Southard, a graduating senior at La Salle College Preparatory, will perform William Walton’s Concerto for Viola and Orchestra as the featured soloist in the Pasadena Youth Symphony Orchestras’ annual Spring Concert — a free, daylong event at Pasadena High School on May 2 that the Pasadena Symphony Association says will showcase all 11 of its youth ensembles. More than 700 student musicians in grades four through 12 from 29 cities across Los Angeles County and the San Gabriel Valley, according to the association, will take the stage in three sessions spanning morning to evening, performing repertoire that stretches from the Beatles to Shostakovich.
The concert opens at 10 a.m. with the program’s beginner ensembles — Prelude Strings, led by conductor Kyle Smith; String Orchestra; and the All City Orchestra, conducted by Heather Lockie, a tuition-free group drawn entirely from the Pasadena Unified School District.

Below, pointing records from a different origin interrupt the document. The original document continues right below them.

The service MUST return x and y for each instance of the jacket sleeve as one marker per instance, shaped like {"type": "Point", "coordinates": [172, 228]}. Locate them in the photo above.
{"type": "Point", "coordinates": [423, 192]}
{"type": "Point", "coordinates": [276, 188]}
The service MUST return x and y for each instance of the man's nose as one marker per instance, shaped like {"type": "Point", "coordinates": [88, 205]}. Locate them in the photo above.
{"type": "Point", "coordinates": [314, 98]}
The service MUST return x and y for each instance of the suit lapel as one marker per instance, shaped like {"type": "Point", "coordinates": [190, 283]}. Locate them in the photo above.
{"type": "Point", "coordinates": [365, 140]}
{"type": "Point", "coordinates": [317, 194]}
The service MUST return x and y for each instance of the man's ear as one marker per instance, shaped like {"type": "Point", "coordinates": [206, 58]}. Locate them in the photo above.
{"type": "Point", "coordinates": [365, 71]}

Their program ranges from American and Chinese folk music to Mozart, Vivaldi, and the Beatles’ “Eleanor Rigby.”
At 2:30 p.m., the Overture Strings and Wind Ensemble, conducted by Gay Yearick, take the stage with selections from “La La Land,” “Wicked,” and Rimsky-Korsakov’s Capriccio Espagnol. For select pieces, the Wind Ensemble and String Orchestra will combine to perform as a full symphony, according to the association’s press release.

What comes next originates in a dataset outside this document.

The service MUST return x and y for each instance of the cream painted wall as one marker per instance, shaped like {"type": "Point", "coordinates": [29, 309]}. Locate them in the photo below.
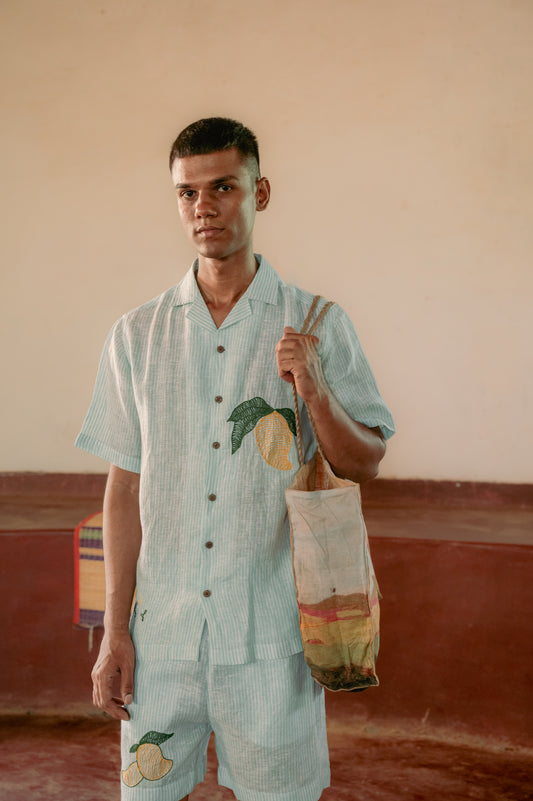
{"type": "Point", "coordinates": [398, 139]}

The evening program, beginning at 7:30 p.m., features PYSO’s most advanced ensembles — the Symphony, Sinfonia, and Philharmonic — performing works by Dvořák, Mahler, and Shostakovich, along with themes from “How to Train Your Dragon.” It is the Philharmonic’s program that will open with Southard’s performance of the Walton concerto, a work first performed in London in 1929 that helped establish the composer as a leading voice in British music.
Southard, who won PYSO’s Concerto Competition to earn the solo slot, began studying violin in 2015 with Suzuki teacher Liz Arbus and switched to viola three years later. She joined PYSO’s String Orchestra in 2018 and advanced to the Philharmonic in 2023. Over the past four summers, she has participated in the Pasadena Conservatory of Music’s summer chamber intensive, where she played in masterclasses with Jonah Sirota and Michael Coughman, and has received guidance from violists Gina Coletti and Karen Dreyfus, according to a press release.
At La Salle, she is concertmaster of the Strings Ensemble and plays in the school’s Jazz Band, Pep Band, and Music of the Masses program, performing regularly at venues across Pasadena including the Rose Bowl, the Pasadena Civic Auditorium, and the Langham hotel. She has also performed at Zipper Hall and at California Adventure’s Hollywood Backlot Stage. In 2024, she received a Certificate of Excellence at the Southern California Viola Society’s Violafest, which awarded her a scholarship to the Summer Instrumental Artist’s Intensive at Idyllwild Arts, where she served as Principal Violist. That same year, she won second place on violin in the Dan Stover Memorial Instrumental Music Competition at the Sierra Madre Rotary Club. This fall, she will join the studio of Professor Karen Dreyfus at USC’s Thornton School of Music as a viola performance major.
The Philharmonic is conducted by Chris Kim, who also serves as the Choi Family Director of Instrumental Music and conductor of the Occidental Symphony Orchestra. Kim has premiered more than 250 new works for orchestra and received the League of American Orchestras/ASCAP Adventurous Programming Award six times between 2008 and 2014, according to Occidental College. The Symphony is led by Jack Taylor, now in his 13th year as PYSO conductor, and the Sinfonia by Pin Chen, who is also Orchestra Director at Arcadia High School and president and founder of Crescendo Young Musicians Guild, a nonprofit for music education in the Los Angeles area.
PYSO, the cornerstone of the Pasadena Symphony Association’s education programs, has trained young musicians in the San Gabriel Valley for more than 50 years, according to the association. The association, a 501(c)(3) nonprofit, was formed in 1928. The program offers weekly after-school rehearsals and supplemental instruction within PUSD. The All City Orchestra, launched in 2012, provides tuition-free ensemble instruction to district students in grades three through six.
The association lists The Helen and Will Webster Foundation, Cathay Bank, the City of Pasadena, the Dwight Stewart Youth Fund, the Green Foundation, the Ann Peppers Foundation, the Rose Hills Foundation, and the Pasadena Community Foundation among the program’s supporters, according to a press release.
All concerts are free, un-ticketed, and open to the public. Pasadena High School is at 2925 E. Sierra Madre Blvd. Free parking is available on campus. Information is available at pasadenasymphony-pops.org.
For Southard, Saturday’s performance is both a culmination and a beginning — the last time she will play under the PYSO banner, and the first step toward whatever stages come next.